Nella polemica del tutto aperta sull’argomento, interviene anche il sindaco di Riace, Domenico Lucano. Che ora vuole tutti i sindaci a Roma per consegnare la fascia tricolore nelle mani del ministro dell’Interno. Il primo cittadino di quello che finora è conosciuto, a livello internazionale, come il “paese dell’accoglienza”, che circa un mese fa è stato iscritto nel registro degli indagati e raggiunto da una informazione di garanzia per un presunto caso di truffa aggravata, concussione e abuso d’ufficio, proprio intorno al “modello” di gestione dei progetti per i profughi, entra da persona terza nella discussione in atto sui provvedimenti che ben cinque amministrazioni della Calabria sono state sospese in una sola seduta di Consiglio dei ministri.

Lucano apre il suo comunicato con una frase ripresa dalle “Lettere ai figli”, scritte dal rivoluzionario argentino Che Guevara: ”Sentire sulla propria pelle l’ingiustizia contro qualsiasi essere umano in qualunque parte del mondo”. Il sindaco di Riace vuole dimostrare così l’ingiustizia che ha “sentito dentro l’anima vedendo le lacrime dell’assessore Napoli del Comune di Marina di Gioiosa Jonica”. Si tratta di un amministratore del Comune della Locride sciolto per mafia.

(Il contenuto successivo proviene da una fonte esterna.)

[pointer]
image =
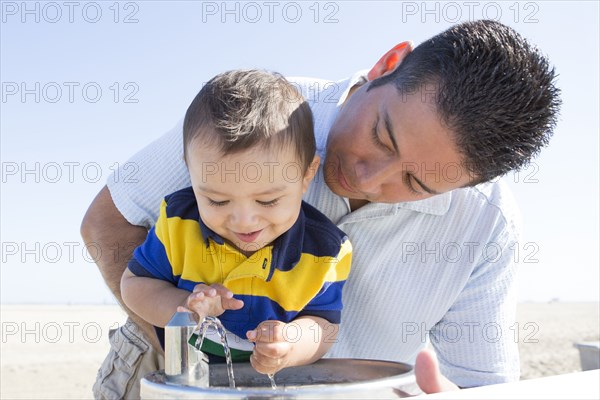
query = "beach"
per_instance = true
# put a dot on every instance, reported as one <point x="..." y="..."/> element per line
<point x="53" y="352"/>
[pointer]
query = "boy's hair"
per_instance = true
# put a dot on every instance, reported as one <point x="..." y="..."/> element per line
<point x="493" y="90"/>
<point x="240" y="109"/>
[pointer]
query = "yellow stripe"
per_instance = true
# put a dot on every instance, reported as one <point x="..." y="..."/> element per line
<point x="293" y="289"/>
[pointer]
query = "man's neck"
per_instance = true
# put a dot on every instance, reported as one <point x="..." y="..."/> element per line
<point x="355" y="204"/>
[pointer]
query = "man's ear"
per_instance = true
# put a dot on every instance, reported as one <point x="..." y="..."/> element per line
<point x="311" y="171"/>
<point x="390" y="60"/>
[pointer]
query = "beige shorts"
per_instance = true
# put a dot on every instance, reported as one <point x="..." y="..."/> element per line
<point x="130" y="358"/>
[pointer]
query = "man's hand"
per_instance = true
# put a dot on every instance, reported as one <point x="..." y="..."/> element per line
<point x="104" y="228"/>
<point x="427" y="372"/>
<point x="210" y="301"/>
<point x="272" y="351"/>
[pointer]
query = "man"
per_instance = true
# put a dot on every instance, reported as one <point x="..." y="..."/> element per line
<point x="407" y="152"/>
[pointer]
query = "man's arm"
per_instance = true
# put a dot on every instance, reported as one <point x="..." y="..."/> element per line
<point x="104" y="228"/>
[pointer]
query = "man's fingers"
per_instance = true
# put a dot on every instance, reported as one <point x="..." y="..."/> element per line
<point x="429" y="377"/>
<point x="207" y="290"/>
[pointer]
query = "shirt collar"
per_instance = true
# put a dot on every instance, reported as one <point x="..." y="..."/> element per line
<point x="208" y="233"/>
<point x="436" y="205"/>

Quella di Lucano non è solidarietà tout court, “atto dovuto”, che “non basta”, “occorre fare altro”. “Voglio – aggiunge Lucano – se è possibile, nella qualità di Sindaco di uno dei Comuni di questa terra di frontiera che è la Locride, trasmettere un appello all’Assemblea dei Sindaci per ritornare a Roma, questa volta per consegnare le nostre fasce nelle mani del Ministro degli Interni, che è anche della nostra terra”. Dieci giorni fa, i Sindaci della Locride hanno manifestato davanti a Palazzo Chigi, per sensibilizzare il Governo centrale sulla situazione della sanità del territorio. Durante il sit-in romano hanno fatto capolino alcuni rappresentanti politici.